PRATIQUE MATH

Accueil du site > APPROCHE PAR COMPETENCE ET SOCLE COMMUN > MATHEMATIQUES ET SOCLE COMMUN > Comment va-t-on s’y prendre collectivement pour mettre en œuvre le socle (...)

Comment va-t-on s’y prendre collectivement pour mettre en œuvre le socle commun ?

Cinq versions de pistes possibles ...

dimanche 9 janvier 2011, par Alfred Bartolucci


Nous avons pris la mesure sur les enjeux et la portée du socle commun. Des équipes ont travaillé à partir des grilles de référence et ont relu les programmes du Bulletin officiel spécial n° 6 du 28 août 2008. Beaucoup sont prêtes à s’engager mais constatent qu’il y a un abîme entre l’adhésion de principe à “l’idée de socle” et le passage à l’action.

  • Il y a de telles marges de choix pour commencer et celle-ci sont confrontées à des conceptions chez les acteurs si diverses
  • les changements induits notamment en matière d’évaluation semblent dans de tels écarts par rapports aux attentes sociales
  • le discours officiel référé au socle porte surtout sur le contrôle et le pilotage du système par contrat d’objectif : on ressent de la pression mais sans avoir de clefs.
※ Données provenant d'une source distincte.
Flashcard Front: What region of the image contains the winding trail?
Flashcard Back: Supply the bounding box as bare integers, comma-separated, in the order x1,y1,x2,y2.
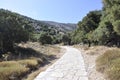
34,46,88,80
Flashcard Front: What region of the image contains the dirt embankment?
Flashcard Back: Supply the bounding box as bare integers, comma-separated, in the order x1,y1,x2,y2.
75,45,109,80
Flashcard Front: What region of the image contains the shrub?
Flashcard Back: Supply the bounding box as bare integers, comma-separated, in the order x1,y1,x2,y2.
96,48,120,80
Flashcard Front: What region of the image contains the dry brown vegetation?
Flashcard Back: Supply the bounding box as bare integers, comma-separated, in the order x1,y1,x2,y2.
75,45,120,80
96,48,120,80
0,42,60,80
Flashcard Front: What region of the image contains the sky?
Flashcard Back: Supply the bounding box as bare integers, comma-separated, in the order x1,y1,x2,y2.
0,0,102,23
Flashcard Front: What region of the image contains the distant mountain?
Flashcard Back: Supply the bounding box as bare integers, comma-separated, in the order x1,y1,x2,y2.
22,16,77,32
0,9,77,32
Il y a un fort besoin de repères fiables pour agir de façon plus « assurée », la crainte de faire fausse route est forte. Les attentes par rapport à la circulaire ont été bien déçues :

  • Pour l’école, la circulaire déroule une mécanique assez classique :
    • Evaluations nationales
    • bilan objectif sur les difficultés comme sur les réussites de chaque élève et pour chacune des compétences
    • analyse des difficultés qu’éprouvent certains élèves dans les apprentissages
    • apports de l’aide la mieux adaptée aux besoins identifiés
    • en équipe ajustement de progression par rapport à une référence nationale.

Et ainsi, le nouveau livret scolaire attesterait la maîtrise des connaissances et des compétences du socle commun aux deux premiers paliers (fin du CE1 et fin du CM2). Mais travailler et évaluer par compétence, différencier les apprentissages et les évaluations au delà de l’accord sur le discours (à supposer que cela ne fasse pas débat dans les équipes), jusqu’où aller, et comment y aller ? La palette des possibles est large, les influences et les pressions auxquelles sont soumis les enseignants sont multiples, le risque de confusions est grand, le flou est réel. Les équipes ont besoin de repères pour penser leur organisation pédagogique, comme c’est leur métier, mais le cadre d’action se doit d’être davantage précisé et sécurisé.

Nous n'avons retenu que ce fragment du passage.